Saturday, January 25, 2014

Doctorin' with Double Effect: The Ethics of Withdrawal of Life Support and Oxygen in Dying Patients

There has been a lot of discussion about the ethical nuances of withdrawal of life support and provision of medications that relieve suffering but accelerate death, but precious little about an important aspect of end of life care that comes up all the time - what are our obligations regarding provision of oxygen to dying patients?

The withdrawal of life support is an activity (a commission) that is ethically protected because patients' autonomy and right to refuse treatments overrides the harm (death) that comes about when physicians act to withdraw life support.  This in itself is interesting because most states prohibit euthanasia (or the provision of prescriptions that enable patients to take their own lives), which is in essence a commission (as opposed to an omission) that accelerates death.  I'm struggling to understand the distinction, except that the withdrawal of life support restores the patient to a "natural state" and allows nature to take its course, whereas the provision of a prescription to allow a patient to overdose is a commission that seems to interfere with nature.  (Jonathan Baron has written extensively about our preference for "natural states" which often leads to worse outcomes.)  That takes care of the natural versus human distinction (which of course ignores that humans are part of nature), but I still struggle to understand why the patient in Oregon has to administer his own overdose, unassisted by a healthcare professional - what's the difference between a healthcare professional assisting with the administration of an overdose and accelerating death, and his removing life support and thus accelerating death, if both acts are in deference to patient autonomy, and both are commissions, and indeed both are direct actions, as opposed to indirect ones?  Maybe it's because you can act directly and cause harm in respect of autonomy as long as you restore a natural state (withdrawal of life support), but you cannot act directly to cause harm in respect of autonomy by causing an unnatural state (medication overdose).  I think this stream of consciousness has led me to the distinction.  Maybe.  The devil is in the details.

Monday, January 6, 2014

The Girl is Brain Dead but the Emperor Has No Clothes

Oh, my, what a predicament.  Jahi McMath has been released from Oakland Hospital to the custody of the coroner and her family.  She has been issued a death certificate.  And she's being transferred to an undisclosed care center, where it is hoped she will begin receiving artificial nutrition.  This is the height of both irony and tragedy.

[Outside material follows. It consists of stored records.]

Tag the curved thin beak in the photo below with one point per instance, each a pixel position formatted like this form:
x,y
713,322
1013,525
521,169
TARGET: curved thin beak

The comments by physicians and bioethicists in the CNN articles all harken to the idea that there appears to be no error, she meets criteria for brain death and thus she's "legally dead."  This misses the point.  Her parents don't care if she's "legally dead."  The legal definition does not comport with their own intuitions about death and her mother says as much.  She will accept that her daughter is dead only when her heart stops beating.  I can understand why a person may take this stance.

Sunday, January 5, 2014

Real (Cardiac) Death and Invented (Brain) Death: The Oakland Case



This article in the January 4th, 2014 New York Times reports on the tragic case (the "Oakland Case") of a 13-year-old girl who suffered complications from elective surgery in early December 2013, whose condition deteriorated and who has been declared brain dead.  While it is not articulated directly in the article, her parents appear to object to the medico-legal conceptualization of brain death and they wish to force the hospital to continue to provide care for her.  A judge has placed an injunction against the hospital, prohibiting them from removing her from life support (in this case, this most likely means mechanical ventilation) until Tuesday January 8th, 2014. The medical establishment at the hospital where she is/was a patient has clearly taken the path of defending the concept of brain death and their rights and responsibilities under the laws concerning brain death -they have refused to insert a tracheostomy or a permanent feeding tube into the girl - and they may have, and we may be tempted to, ascribe her parents' behavior to anger, grief, bereavement, etc.  But I think this case illuminates some broader issues about bioethics, brain death, and organ procurement.

For those unfamiliar with the medico-legal definitions, brain death is a diagnosis that is made after severe brain damage from a variety of insults.  It is a very specific diagnosis that is based on a host of physical examination techniques and sometimes corroborating diagnostic studies, and it means that there is evidence of irreversible cessation of ALL brain function that has been caused by total lack of blood flow to the brain.  A patient who is declared brain dead is legally dead.  I have diagnosed brain death dozens of times.  The medical mantra is that, properly diagnosed brain death always means that there is NO brain function and that "real death" (that is, cessation of heartbeat) will inevitably ensue in coming weeks or months as the body cannot continue to  function without brain function.  But isn't this interesting!  That we need to reassure people that "real death" will inevitably ensue seems to reveal that we recognize that brain death is not real death, but that it will, after time lead to real death!  (Of course, all paths lead to real death, eventually.). Clearly this landscape is fertile ground for cognitive dissonance.  Let's explore why.